Das Aktivitätentagebuch kann im Web bezogen werden unter https://www.lilly-pharma.de/gesundheit/diabetische-polyneuropathie/broschueren.html
DPNP-Patienten leitliniengerecht therapieren
"Da es sich bei der schmerzhaften diabetischen Polyneuropathie nicht um nozizeptive
Schmerzen handelt, sind nicht alle Analgetika für die Therapie geeignet", erklärte
Klausmann. So hätten z. B. NSAR meistens kaum einen Effekt. Wichtige Orientierungshilfen
stellen daher die Leitlinien der Fachgesellschaften dar: Sowohl in nationalen (Deutsche
Diabetes-Gesellschaft, Deutsche Gesellschaft für Neurologie) [1], [4] als auch internationalen (European Federation of Neurological Societies) [5] Leitlinien wird u. a. der selektive Serotonin- und Noradrenalin-Wiederaufnahmehemmer
(SSNRI) Duloxetin (Cymbalta®) als ein Mittel der ersten Wahl empfohlen. Zudem empfiehlt
das englische National Institute for Health and Clinical Excellence (NICE) Duloxetin
in seinen Guidelines als Substanz mit der besten Kosteneffizienz. Amitriptylin 75
mg/Tag folgt diesbezüglich auf Platz 2 und Pregabalin 300 mg täglich auf Platz 3 [6]. Klausmann ergänzte: "Hinsichtlich der analgetischen Wirksamkeit und der Response
zeigte eine Metaanalyse keine signifikanten Unterschiede zwischen Duloxetin und Pregabalin."
[7].
Studien belegen starke und rasche Effekte
Als selektiver Wiederaufnahmehemmer von Serotonin und Noradrenalin kann Duloxetin
deren Konzentration in den absteigenden schmerzhemmenden Bahnen im Rückenmark erhöhen,
sodass die Schmerzhemmung über die absteigenden Schmerzbahnen gestärkt werden kann
[8]. Die direkte Wirksamkeit von Duloxetin auf die schmerzhafte diabetische Polyneuropathie
zeigte Klausmann anhand der gepoolten Daten aus 3 12-wöchigen, placebokontrollierten
Doppelblindstudien: Unter der Therapie mit Duloxetin (60 mg/Tag und 120 mg/Tag) besserten
sich die durchschnittlichen Schmerzen der Patienten (gemessen auf der 11-stufigen
Likert-Skala) signifikant stärker als unter Placebo (p ≤ 0,05) [9]. Der Anteil der Patienten, deren Schmerzen sich um mindestens 30 % reduzierten,
war bereits nach 3 Tagen signifikant höher als unter Placebo (p ≤ 0,01) [10].

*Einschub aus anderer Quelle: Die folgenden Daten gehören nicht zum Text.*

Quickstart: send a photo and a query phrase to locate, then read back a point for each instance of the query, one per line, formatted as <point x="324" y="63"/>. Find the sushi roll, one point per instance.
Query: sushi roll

Mit der durch Duloxetin erzielten Schmerzverbesserung kann für den Patienten eine
Zunahme der allgemeinen Aktivitäten, des Gehvermögens, der Arbeitsfähigkeit und der
Lebensfreude einhergehen [11]. Von Bedeutung ist für Diabetespatienten auch das allgemein günstige Verträglichkeitsprofil
von Duloxetin: "In der Regel kommt es weder zu einer Sedierung noch zu einer Gewichtszunahme",
resümierte Klausmann [12].
Sabine M. Rüdesheim, Frechen
Quelle: Pressegespräch "Diabetes tut nicht weh – oder doch? Ansätze und Perspekti-ven
für eine leitliniengerechte Therapie der DPNP" im Rahmen der 46. Jahrestagung der
Deutschen Diabetes-Gesellschaft am 01.06.2011 in Leipzig. Der Text entstand mit freundlicher
Unterstützung der Lilly Deutschland GmbH, Bad Homburg. Die Autorin ist freie Journalistin.